Friday, May 11, 2018

Ant-Plant Mutualisms

By Claire Jackan      

          For our final project of the semester, my partner and I investigated the extent of the relationship between ants and the plant Pentaclethra macroloba in varying degrees of light intensity. Here at La Selva, we participated in independent, as opposed to faculty-led, projects. This means that my partner and I came up with the idea for our experiment and designed the methods ourselves.  We were curious to learn more about how environmental factors may affect ant-plant associations.  Some ant-plant relationships are strict mutualisms; in other words, the plant produces nutritious food bodies to attract a specific species of ant, which in turn protects the plant from herbivory by attacking insects and removing larvae from the leaves.  However, the relationship between ants and P. macroloba is known as a diffuse mutualism because while both the plant and the ants benefit from the interaction, it is an indirect benefit and not required for their survival.  The plant still produces food (within extrafloral nectaries) to attract the ants, but it is a smaller reward in terms of nutritious value. The ants that come are typically generalists (not necessarily a specific species) and they still provide some protection against herbivory by patrolling the leaves and occasionally removing a potential herbivore.

            We thought that plants with access to more sunlight would have more resources and energy available to allocate towards producing higher quality extrafloral nectaries that would in turn attract more ants. We tested this hypothesis by placing small pieces of tuna on the leaves of P. macroloba plants and measuring how long it took for the ants to appear on the leaf and how long it took for them to actually make contact with the tuna. Other variables we recorded included the height of the plant, the number of extrafloral nectaries, percent herbivory, and canopy cover.  Counting the extrafloral nectaries proved much more difficult than I anticipated, as they are so small that I had to use a magnifying glass and a light in order to be able to see them at all.
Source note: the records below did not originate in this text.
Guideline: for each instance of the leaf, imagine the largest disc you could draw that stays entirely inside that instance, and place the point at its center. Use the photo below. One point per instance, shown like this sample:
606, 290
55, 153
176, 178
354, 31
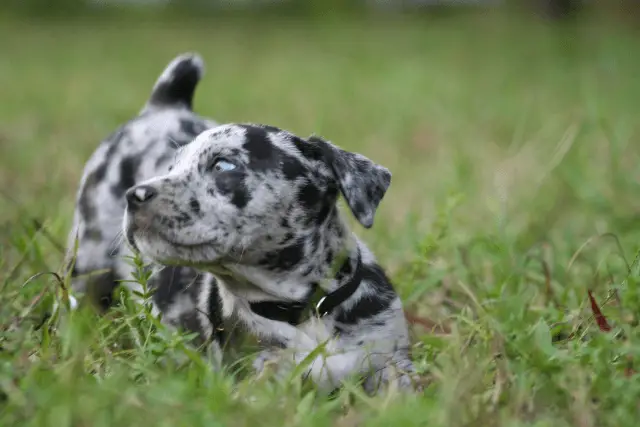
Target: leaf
542, 337
600, 319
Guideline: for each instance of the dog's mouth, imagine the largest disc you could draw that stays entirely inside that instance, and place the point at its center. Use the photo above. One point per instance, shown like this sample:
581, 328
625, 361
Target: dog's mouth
155, 243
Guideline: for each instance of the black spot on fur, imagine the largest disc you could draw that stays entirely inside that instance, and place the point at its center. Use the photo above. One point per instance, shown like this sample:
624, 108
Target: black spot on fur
195, 206
309, 196
192, 127
311, 151
179, 89
374, 302
259, 148
269, 128
291, 167
240, 197
232, 184
128, 168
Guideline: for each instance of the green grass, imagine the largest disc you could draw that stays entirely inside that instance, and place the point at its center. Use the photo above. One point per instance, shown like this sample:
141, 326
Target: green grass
513, 146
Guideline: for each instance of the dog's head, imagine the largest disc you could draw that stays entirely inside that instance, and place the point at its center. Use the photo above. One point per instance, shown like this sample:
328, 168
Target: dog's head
238, 192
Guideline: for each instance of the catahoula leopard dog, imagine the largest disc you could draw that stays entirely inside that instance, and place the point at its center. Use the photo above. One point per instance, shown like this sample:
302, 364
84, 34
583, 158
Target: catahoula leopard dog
254, 208
141, 149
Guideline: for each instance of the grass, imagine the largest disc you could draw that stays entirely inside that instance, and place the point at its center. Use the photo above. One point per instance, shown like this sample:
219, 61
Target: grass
515, 166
The weather was also an obstacle at times; we couldn’t set up the tuna baits when it was raining because the ants are not active during rain and it would have just washed off the leaves anyway.
            At the end of the project, we were able to share our results not only with the class but also at a poster session in which we presented in Spanish to the local community.  Though at times it was challenging to communicate exactly what I wanted to say, I’m really grateful to have had the opportunity to practice my Spanish, especially since I had to utilize a more scientific vocabulary than I am accustomed to. I think the combination of the independent project and poster presentation was the perfect way to culminate the semester by bringing together everything I have learned and sharing it both with my peers and with the local community.

My Student Research Project

By Geoffrey Nathan
With two weeks of our Costa Rica trip left to go, it was time to start our final research project. My partner and I chose to work with extrafloral nectaries and their relationship with ants. Extrafloral nectaries are glands on certain plants that provide ants with a source for sugar. When these ants occupy the plant, they protect the plant from herbivores. We wondered whether extrafloral nectary production in seedlings influenced herbivory and whether extrafloral nectary production in seedlings was influenced by light intensity.
            In order to answer these questions, we set out into the La Selva forest and located seedlings of the plant Pentaclethra macroloba, which are known to produce extrafloral nectaries. I struggled to identify the plant at first, often mistaking it for a fern. However after four days of data collection and 96 seedlings used, identification became second nature.
 We attracted ants to the plants by placing tuna on the leaves. We then checked for any ant presence in the plant for five hours. Ant presence was used as a proxy to determine if ants regularly occupied that specific seedling.
We also had to count the number of extrafloral nectaries on each seedling. Because the seedlings were small to begin with, identifying extrafloral nectary glands seemed a daunting task. However we were then introduced to the jewelry magnifying glass, a device that when worn looks like it’s from the future, but is simply a hands-free magnifying glass that is worn on the head. This made identifying the glands much easier and more efficient.
We used a densiometer in order to measure light exposure in each plant. Densiometers are convex mirrors that are used to estimate canopy cover overhead. Estimating canopy cover seemed like it would be a simple task, but I had to hold still with both arms extended in order to keep the densiometer level and the mosquitoes had a field day taking advantage of this. One day after data collecting, I counted nine bites on the back of my hand alone.
Although data collection was time consuming and took a lot of work, the fact that it took place in the unique La Selva forest made it an incredible experience. One day I heard thumping sounds of things falling next to me. After a couple of minutes of this it occurred to me that Capuchin monkeys overhead were throwing shells of a fruit they were eating at me. I amusedly watched this happen for a little while until one of the shells hit me on my shoulder. I decided to hurry up with the plant I was working on so as to move on. The following day I was lucky enough to spot endangered spider monkeys swinging around in trees above me. This was only the second time I had seen spider monkeys on the trip and by far the best view I had of them. I was amazed at how long their tails were and how much taller they were then the other monkeys of Costa Rica.
After hours and hours of time spent in the forest, our results did not produce any significant data, but I built both a project and experience I will never forget.